Chrysler Repair: 92 LeBaron wont start, chrysler lebaron, vacuum line


Question
Hi,
I have a 92 Chrysler LeBaron convertible, 3.0L V6 with auto trans. While my wife was driving home, it quit running and hasn’t started since. This car has about 120K miles on it. The car has had a recent tune up (about a month ago) – new plugs, wires, cap, rotor, battery, and alternator. The alternator was replaced the same day this happened. After the alternator was changed the car drove fine for a 90 mile trip to the next town over and back. This car does not have the factory anti-theft system that has caused other people these problems.

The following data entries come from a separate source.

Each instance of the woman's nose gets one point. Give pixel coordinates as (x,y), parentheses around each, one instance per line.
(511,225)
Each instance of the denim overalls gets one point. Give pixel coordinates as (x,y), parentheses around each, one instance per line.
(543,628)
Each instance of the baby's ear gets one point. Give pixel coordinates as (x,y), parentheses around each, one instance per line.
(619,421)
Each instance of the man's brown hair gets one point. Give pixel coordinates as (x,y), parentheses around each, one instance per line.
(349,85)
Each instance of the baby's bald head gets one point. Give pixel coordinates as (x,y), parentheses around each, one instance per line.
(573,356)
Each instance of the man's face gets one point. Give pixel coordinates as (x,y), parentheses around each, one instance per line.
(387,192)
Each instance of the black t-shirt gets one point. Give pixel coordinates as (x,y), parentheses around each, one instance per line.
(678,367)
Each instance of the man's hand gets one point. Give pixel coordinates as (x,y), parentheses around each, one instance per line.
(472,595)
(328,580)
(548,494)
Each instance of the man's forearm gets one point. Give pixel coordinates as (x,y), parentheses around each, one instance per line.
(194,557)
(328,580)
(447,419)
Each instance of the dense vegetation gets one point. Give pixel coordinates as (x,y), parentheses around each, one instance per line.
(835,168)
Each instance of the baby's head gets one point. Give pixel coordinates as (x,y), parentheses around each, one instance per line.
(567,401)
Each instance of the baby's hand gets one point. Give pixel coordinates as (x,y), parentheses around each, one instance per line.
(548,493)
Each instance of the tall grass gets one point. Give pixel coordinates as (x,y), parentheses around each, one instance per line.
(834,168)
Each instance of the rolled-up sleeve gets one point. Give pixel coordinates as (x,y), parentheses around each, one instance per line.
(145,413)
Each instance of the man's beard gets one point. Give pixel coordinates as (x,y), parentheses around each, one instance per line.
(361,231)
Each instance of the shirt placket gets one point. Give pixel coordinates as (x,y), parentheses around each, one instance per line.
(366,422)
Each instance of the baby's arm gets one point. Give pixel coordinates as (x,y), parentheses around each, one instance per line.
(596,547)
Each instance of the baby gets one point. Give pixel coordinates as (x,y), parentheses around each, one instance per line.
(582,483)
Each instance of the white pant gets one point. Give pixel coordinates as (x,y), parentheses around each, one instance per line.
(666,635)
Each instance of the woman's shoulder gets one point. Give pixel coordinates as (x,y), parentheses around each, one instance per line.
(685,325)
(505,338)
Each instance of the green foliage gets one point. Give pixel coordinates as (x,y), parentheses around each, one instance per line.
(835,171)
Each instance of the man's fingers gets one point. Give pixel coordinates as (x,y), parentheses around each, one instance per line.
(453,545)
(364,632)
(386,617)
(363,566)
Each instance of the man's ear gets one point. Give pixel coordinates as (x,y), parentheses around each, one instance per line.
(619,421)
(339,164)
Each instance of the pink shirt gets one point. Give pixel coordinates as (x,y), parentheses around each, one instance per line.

After having the car towed home, I made sure the battery had a full charge and tested the battery with a hand held load tester. The battery tested to be good and my code reader pulls up no codes. I checked to see if the timing belt broke or slipped. I cranked the engine over and watched the rotor turn to eliminate a broken belt. I lined up #1 cylinder on TDC, the rotor was pointed to the #1 terminal inside the cap (which is not in the same location as the plug wire). I pulled the window cover to the rear cam and the marks were lined up there as well.
I verified that I have spark to # 6 cylinder by inserting a screwdriver in the plug wire and watching it arc to a bolt on the valve cover. I did not check each individual cylinder just a random wire check.
The fuel pump powers up when the key is turned on so I checked fuel pressure at the fuel rail. With the key on I have 45 psi and when cranking I have 55psi. The vacuum line was off the regulator so I could see that no fuel was leaking past the regulator diaphragm. With the key back in the off position, the fuel rails maintained the 45 psi for about five minutes before I released the pressure and removed the gauge. With everything hooked back up, we then cranked the engine over and listened to each individual injector with a stethoscope and verified they were pulsing. I also listened to the regulator to verify no fuel was leaking past it.
Having spark and hearing the injectors pulsing, I don’t think the sensor in the distributor is bad or that the ECM is bad but the car still will not start. The car cranks over easily just wont start.
Can you help me figure out this problem as this car is my wife’s daily driver?
Thank you
Herman


Answer
Hi Herman,
I would suspect mixture as the problem. Two possibilities: the MAP sensor could be inaccurate but not so bad as to set a code. You might want to probe between the dark green/red and black/light blue wires to see the reading with the ignition "on" and then when you are cranking it over. Another possibility if the vehicle was first delivered to California is that the egr valve is sticking slightly ajar. Thst is located in the crossover exhaust pipe. Check the movement of the stem by inserting the tip of a screwdriver in the slot of the valve stem and seeing if spring-action closes it firmly. If not, spray the stem with WD-40 and move it back and forth. This is not applicable to 49-state vehicles. The last thing to try is the throttle body. Clean its throat, both side of the throttle plate, and the by-pass passageway.
If you haven't tried the ignition key fault code readout do that: "On-off-on-off-on and leave on" doing that in 5 seconds or less elapsed time. Then count the flashes of the check engine light before each pause. Then repeat to be sure of an accurate count. Group the counts in pairs in the order of appearance to form the two digit fault codes. Then write back with the results or go to www.allpar.com/fix/codes.html for a code list.
Thanks for the very complete set of tests/observations. You are very deliberate, clear, thorough.